Should a teacher explain instructions in both the native and the new language?
It's best to explain instructions in the language you're trying to teach, and to avoid repeating those instructions in the native language afterward. If students know that you will explain it in their native tongue later, they are less likely to listen to and learn the new language.
Is there any situation where code switching should be avoided in the classroom?
Try to avoid code switching in classrooms where students speak different native tongues. If all your students are native English speakers occasional code switching may be helpful, but if your classroom includes students from different linguistic backgrounds, it will confuse the class and prevent learning.
Suggestions for Teachers
The teacher can use code switching to help promote learning, especially while teaching new vocabulary. Here are some suggestions for teachers of intermediate level students learning English. These examples set the lesson in a classroom of native Turkish speakers, but you could do something like this in any classroom full of students who share any native tongue.
The teacher shares a written dialogue which includes an English statement for which the students don’t know the Turkish meaning.
Joselyn: Babs, Babs, Oh there you are!
Babs: Calm down. What’s the rush?
Joselyn: (I’ve been bursting to tell you.)
Babs: Tell me what? It’s obviously got you excited.
Jocelyn: Well, Heather just told me that Mandy has dumped Gordon and got a new boyfriend.
Babs: Oohh, fancy that. Who is he?
The teacher wants the students to learn the meaning of the new word "bursting." Have the class brainstorm to guess what it means in context (hopefully they'll come up with something like Sana söylemek için can atıyorum), then the teacher introduces the new word: To burst.
The teacher gives another dialogue to the students and wants them to guess the meaning of the words which are written in bold.
John: Would you like to go out to dinner or to a movie?
Karen: Either one, it’s up to you.
John: What would you prefer?
Karen: I really don't care; I just want to get out of the house.
John: Well, then how about dinner and a movie?
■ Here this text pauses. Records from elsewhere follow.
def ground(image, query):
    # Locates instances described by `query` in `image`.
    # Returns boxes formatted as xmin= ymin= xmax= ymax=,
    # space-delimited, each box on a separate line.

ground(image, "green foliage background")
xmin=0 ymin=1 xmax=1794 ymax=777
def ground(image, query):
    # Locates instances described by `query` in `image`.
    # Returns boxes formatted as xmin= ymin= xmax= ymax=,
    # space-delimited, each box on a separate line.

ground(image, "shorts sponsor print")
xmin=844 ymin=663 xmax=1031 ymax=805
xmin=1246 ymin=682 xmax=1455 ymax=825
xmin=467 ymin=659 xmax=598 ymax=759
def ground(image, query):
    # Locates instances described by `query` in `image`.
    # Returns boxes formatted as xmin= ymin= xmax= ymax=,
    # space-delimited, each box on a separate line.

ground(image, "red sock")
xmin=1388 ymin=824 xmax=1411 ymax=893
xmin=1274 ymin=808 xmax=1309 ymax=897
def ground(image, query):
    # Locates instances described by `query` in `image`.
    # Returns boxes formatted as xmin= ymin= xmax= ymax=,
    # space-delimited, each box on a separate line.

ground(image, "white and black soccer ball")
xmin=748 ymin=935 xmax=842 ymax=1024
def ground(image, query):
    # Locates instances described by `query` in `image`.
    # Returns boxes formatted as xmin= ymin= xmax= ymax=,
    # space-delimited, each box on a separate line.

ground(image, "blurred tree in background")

Karen: That’s a great idea!
Students try to guess the meaning of it’s up to you from the context. And after finding the its meaning as ‘sana bağlı’ , they are asked to put those words in the dialogue and read it again.
Code switching is a phenomenon that is inevitable in bilingual communities. It occurs naturally in second- or foreign-language classrooms and it can be used beneficially in many classroom activities. Although it is sometimes seen as a sloppy or presumptive way to speak, it is natural and can be turned to a purposeful and useful activity in language classes.
Aranoff, M. and Rees – Miller, J. (2003). The Handbook Of Linguistics. Blackwell Publishers: Oxford
Crystal, D. (1987). The Cambridge Encyclopedia Of Language. Cambridge University Press: Cambridge
Romaine, S. (1992). Bilingualism. Blackwell Publishers: Cambridge
Saunders, G. (1988). Bilingual Children: From Birth To Teens. Multilingual Matters Ltd: Clevedon
Skiba, R. (1997). Code Switching As a Countenance of Language Interference. The Internet TESL Journal. Vol. III. No: 10.